Bob Dylan and Yusuf, The Artist Formerly Known as Cat Stevens.
Both men. Both singer-songwriters. Both prominently featured on posters at the kids' table for my Bar Mitzvah in New Jersey, a lovely affair held during the Bronze Age.
What does it say that more than three decades later, these two surviving heroes of my youth are still singing and delivering the goods? That I am old? Clearly, but thankfully at least these two are both even older than me and arguably wiser.
So in their honor, I listened to Dylan's new Together Through Life and Yusuf's just released Roadsinger and dared to ask the big question: Are these just two grumpy old men or a couple of lions in winter?
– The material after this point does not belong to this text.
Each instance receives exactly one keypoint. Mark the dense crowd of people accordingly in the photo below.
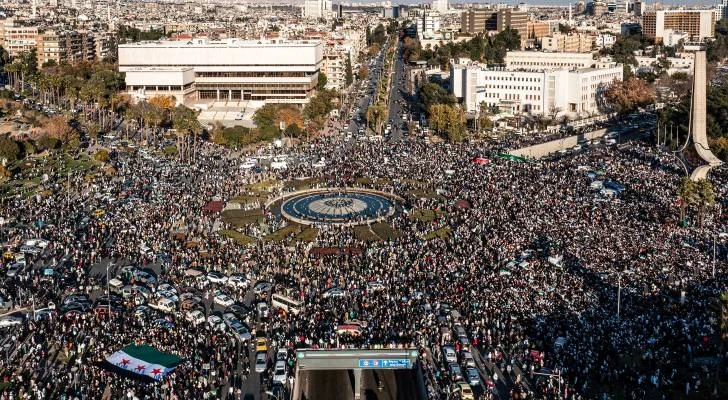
(529, 259)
To my ears, they are lions that can still roar mightily. Grumpy old men isn't the right phrase anyway for these two still fascinating fellows, even though Together Through Life opens with two songs called "Beyond Here Lies Nothin'" and "Life Is Hard," while Roadsinger features such titles as "World O' Darkness," "This Glass World" and "The Rain." Let's just call them both world-weary travelers who've been around the block -- or actual grown ups who know better?
I'm not remotely objective here. I am a lifelong fan of each man. I've also had the pleasure over the years of meeting both Bob & Cat -- not to be confused with Bob & Ray, another couple of guys who did well at radio.
Dylan's work means so very much to me that I gave his good, self-imposed name to my firstborn son. And the man himself seems pretty wonderful too -- Dylan once wrapped up some delicious room service cookies for me to bring home to my boys. Now that's the kind of spokesman for a generation I can really get behind. Between that act of generosity and Blood On The Tracks getting me through my first heartbreak and the fact that he made me want to be some kind of writer in the first place, I figure I owe the guy. So does anybody who ever tries to write a song.
Yusuf and I first met working on a special 2000 two-hour Behind The Music documentary about his unique spiritual and musical journey, and along the way I grew comfortable enough to ask him if I could use a picture of the two of us walking in the park together on my Hanukkah card -- probably not a request he gets a lot. I reminded Yusuf of that when the team from our show won the Muslim Public Policy Award in 2001, quite a year to take that honor.
Recently, I got to spend some more time with Yusuf when we filmed an episode of The Chris Isaak Hour for the Biography Channel -- you can see it again Thursday night if you missed it. Some people apparently can't forgive him for things he may or may not have done, but I choose embrace the man and the music that he is himself now re-embracing with grace and gusto. Yusuf performed old and new songs for us, and even sang his very first ever Cat Stevens hit "I Love My Dog" to Rodney, our show's canine sidekick -- a very sweet gesture, especially for a guy called Cat.
Listening now to new powerful albums by Bob Dylan and Yusuf makes me feel younger, and not simply because these two are older than I am. As world weary as their songs might get at times, the very decision for such men to write a new song and sing another night is -- in and of itself -- positive and life affirming to my ears. And so in some very strange way, I was so much older back at my Bar Mitzvah. I'm younger than that now.